Extremists Move Apps

By: Michael Falk — Correspondent

Following the capital siege, big tech corporations have been on the watch for extremists using applications on their platform. Recently, Apple removed the Parler app which has been used by Trump supporters, following the suspension of President Donald Trump’s Twitter account and general accusations of censorship. 

“You had a lot of groups, ranging from the Proud Boys to the Oath Keepers to the Three Percenters to Turning Point USA, different groups like that who are showing up at the Capitol and mingling, frankly, with others who are just there to protest. That created this type of mob mentality that was going on,” said David Goldenberg, Midwest regional director of the Anti-Defamation League as he explained that there is a big range of viewpoints on the right which were involved in the capital siege.

Right-wing extremists are using encrypted apps such as Telegram to call for violence against government officials on Inauguration Day with some sending information of how to make and use homemade guns and bombs, but luckily nothing serious occurred on the 20th. 

In an interview with NBC, Chief of Research at the Terror Asymmetrics Project on Strategy Chris Sampson says how their organization focused on how concerns of users are reported to the FBI.

“When they start calling for assassinations, when they start calling for action versus sharing information, we flag them a little higher,” Sampson said. “Some channels merely swap information, but then they accelerated into conversations of where to be.”
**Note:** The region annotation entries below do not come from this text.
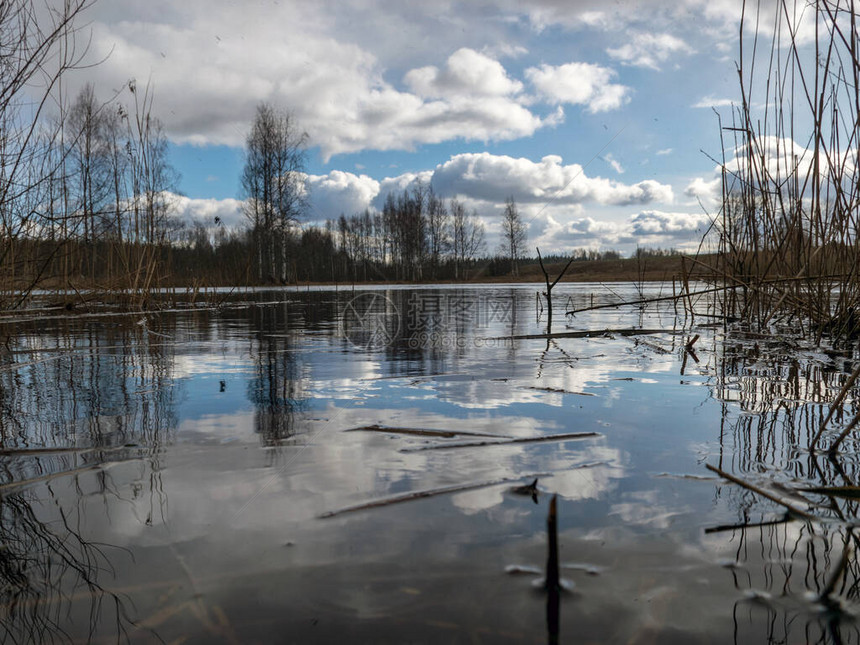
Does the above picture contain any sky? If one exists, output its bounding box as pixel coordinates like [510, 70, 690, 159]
[63, 0, 756, 253]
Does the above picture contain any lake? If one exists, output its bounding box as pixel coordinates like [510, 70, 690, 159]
[0, 284, 860, 643]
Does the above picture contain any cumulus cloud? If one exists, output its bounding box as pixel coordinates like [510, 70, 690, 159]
[404, 47, 523, 98]
[606, 33, 693, 70]
[305, 170, 379, 219]
[603, 154, 624, 175]
[534, 210, 711, 250]
[75, 0, 624, 159]
[433, 152, 673, 206]
[627, 210, 711, 238]
[690, 96, 734, 108]
[525, 63, 630, 112]
[168, 194, 246, 229]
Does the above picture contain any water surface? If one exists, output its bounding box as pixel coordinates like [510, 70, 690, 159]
[0, 285, 860, 643]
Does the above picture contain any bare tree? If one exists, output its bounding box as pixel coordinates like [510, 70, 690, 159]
[0, 0, 91, 303]
[426, 186, 451, 279]
[502, 196, 527, 276]
[448, 199, 484, 280]
[242, 103, 308, 282]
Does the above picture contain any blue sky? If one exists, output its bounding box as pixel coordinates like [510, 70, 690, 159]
[69, 0, 760, 252]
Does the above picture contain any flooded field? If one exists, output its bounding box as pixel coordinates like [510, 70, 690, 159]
[0, 284, 860, 643]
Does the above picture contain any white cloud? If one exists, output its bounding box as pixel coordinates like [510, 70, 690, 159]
[603, 153, 624, 175]
[433, 152, 673, 205]
[684, 177, 722, 205]
[169, 195, 247, 229]
[305, 170, 379, 219]
[628, 210, 711, 243]
[690, 96, 734, 108]
[606, 33, 693, 70]
[525, 63, 630, 112]
[403, 47, 523, 98]
[534, 210, 711, 251]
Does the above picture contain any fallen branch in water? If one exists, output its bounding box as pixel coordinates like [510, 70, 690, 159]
[494, 327, 681, 340]
[705, 513, 794, 535]
[344, 425, 509, 439]
[809, 365, 860, 450]
[400, 432, 601, 452]
[0, 444, 141, 457]
[526, 385, 597, 396]
[317, 473, 547, 519]
[0, 461, 125, 496]
[705, 464, 815, 520]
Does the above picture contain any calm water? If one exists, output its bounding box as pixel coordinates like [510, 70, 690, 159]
[0, 285, 860, 643]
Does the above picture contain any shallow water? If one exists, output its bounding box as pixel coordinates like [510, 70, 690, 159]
[0, 285, 860, 643]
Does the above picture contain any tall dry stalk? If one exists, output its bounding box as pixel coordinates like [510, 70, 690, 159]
[711, 0, 860, 341]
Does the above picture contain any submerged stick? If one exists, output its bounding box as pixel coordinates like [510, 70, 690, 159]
[494, 327, 680, 340]
[705, 464, 815, 520]
[317, 473, 547, 519]
[818, 528, 852, 601]
[544, 495, 560, 591]
[544, 495, 561, 645]
[827, 412, 860, 455]
[344, 425, 500, 439]
[0, 444, 141, 457]
[809, 364, 860, 450]
[0, 460, 124, 496]
[400, 432, 600, 452]
[705, 513, 793, 535]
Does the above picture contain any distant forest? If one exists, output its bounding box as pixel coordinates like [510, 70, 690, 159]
[0, 0, 680, 309]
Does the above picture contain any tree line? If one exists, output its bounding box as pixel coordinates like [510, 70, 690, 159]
[0, 0, 648, 308]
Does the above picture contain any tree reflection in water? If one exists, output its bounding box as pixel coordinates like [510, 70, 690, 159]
[706, 337, 860, 643]
[0, 320, 177, 643]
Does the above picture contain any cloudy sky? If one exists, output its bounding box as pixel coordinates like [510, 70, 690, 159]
[70, 0, 760, 251]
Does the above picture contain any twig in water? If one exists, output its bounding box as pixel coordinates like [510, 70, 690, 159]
[809, 365, 860, 450]
[705, 464, 815, 520]
[344, 425, 510, 439]
[318, 473, 546, 519]
[400, 432, 601, 452]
Telegram channels on the far-right are growing fast. QAnon channel’s subscriber count had blown up to 35,000. Telegram banned at least 15 far-right channels and censor content on several others, according to an NBC tally. Another channel intended for Proud Boys has gained 8,870 followers, a 54 percent increase, since Jan. 6. Gab, another platform used by the far right, was also offline last week. The platform, which has been joined by several prominent right-wing extremist figures, said Wednesday it has had 1.7 million sign-ups and hit 52 million page views in the past week.

Downloads of the app for Rumble, another conservative alternative to YouTube doubled in the last week, according to Axios. Social media platform MeWe had a massive influx of people to the site, with the company’s app becoming one of the more popular free apps on Apple’s App Store and Google Play on Monday.

In an interview with Yahoo News, former FBI assistant director Frank Figliuzzi says he worries about the “double-edged sword” when a platform known to host extremists is shut down.

“We had all this success with ISIS: We took out their command site, but we also took away the ability to see the next lone wolf. We force them into the dark corners of the internet,” said Figliuzzi, an NBC News national security analyst.